The centre of York was flooded after the River Ouse broke its banks. Credit: PA

Flood warnings have been issued across parts of the UK as torrential rain and blustery winds bring a weekend washout for many.

The centre of York in northern England was flooded after the River Ouse broke its banks, with rescue workers seen travelling down the street in boats.

The river Severn also broke its banks in some places, after days of rising water levels caused by heavy rain.

The Boat Inn in Shropshire was flooded after the River Severn broke its banks. Credit: PA

The Met Office had 98 flood warnings and 169 alerts in place in England on Saturday morning, adding people should expect “an unsettled day ahead” as rain pushed eastwards.

While brighter spells are set to follow, the forecaster warned there may be heavy showers, some snow in the north and people in Northern Ireland and southern Scotland should be braced for the strongest winds.

The Met Office issued a yellow warning for wind and rain, running until early on Sunday, across south-western parts of Scotland and the far north of Northern Ireland as gusts of up to 70mph could hit the coastline.

The forecaster said: “Westerly winds will increase across western Scotland and northern parts of Northern Ireland later this afternoon and evening with gusts of 45-55 mph inland and 60-70 mph around the coast, easing later this evening.

“A band of persistent and occasionally heavy rain will extend south across warning area during this period, and combined with saturated ground may lead to some flooding.”

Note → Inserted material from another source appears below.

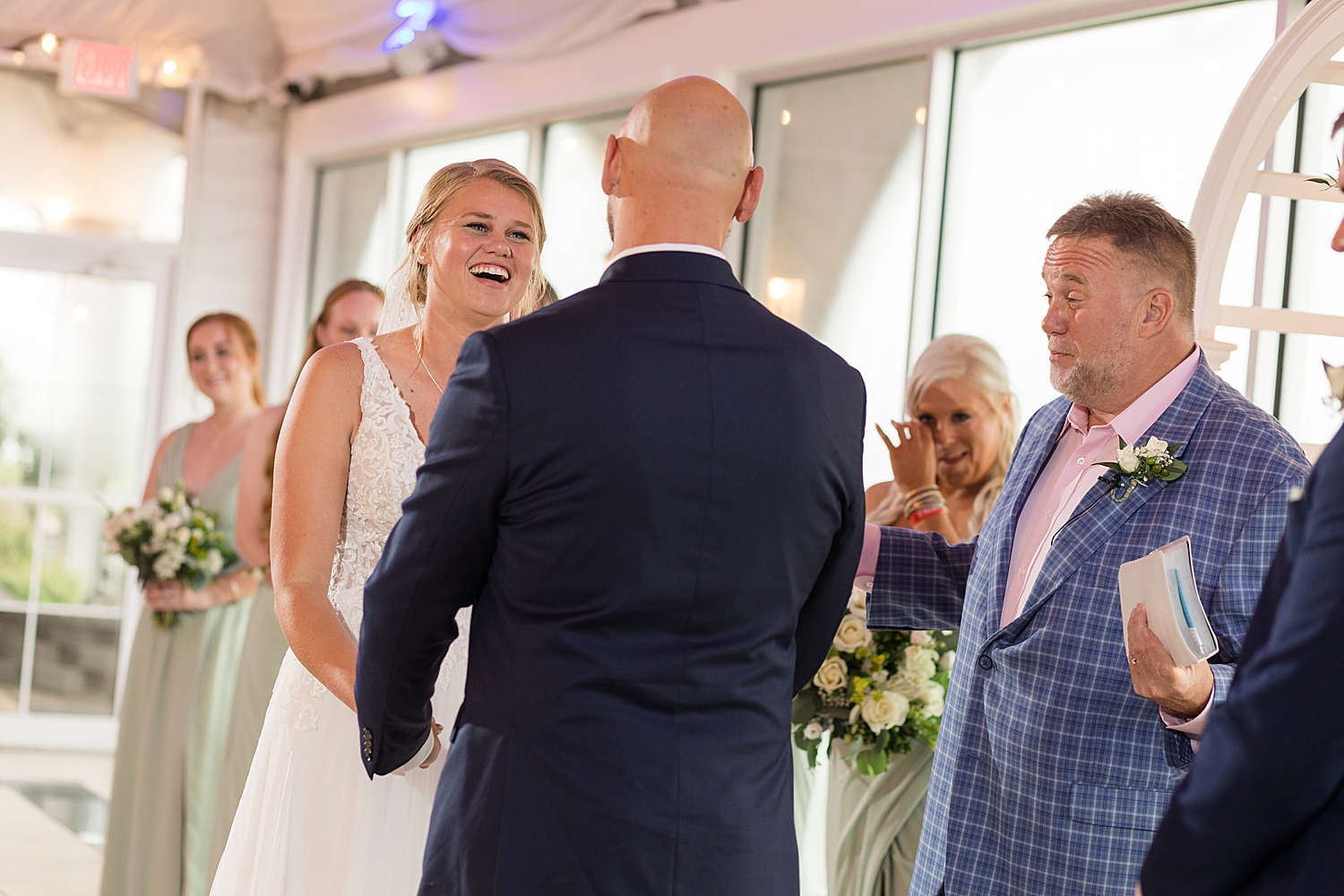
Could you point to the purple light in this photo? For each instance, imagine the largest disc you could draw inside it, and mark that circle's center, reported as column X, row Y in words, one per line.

A yellow warning for ice covering much of Scotland and the north-west and north-east of England suggests there could be “icy surfaces and high-ground snow leading to some difficult travelling conditions in places on Saturday night and Sunday morning”, the Met Office added.

Expected “frequent wintry” snow showers have also seen the Met Office issue a yellow warning for snow and ice for northern Scotland from Sunday through to Wednesday.

The Met Office said: “A few centimetres of snow are likely at low levels over a given 24-hour period, with the potential for 10-15cm above 200 metres, especially across parts of the Highlands. Ice will be additional hazard, especially Tuesday night.”

Residents are urged to take care as there may be some icy patches on some untreated roads, pavements and cycle paths and some roads and railways are likely to be affected with longer journey times by road, bus and train services.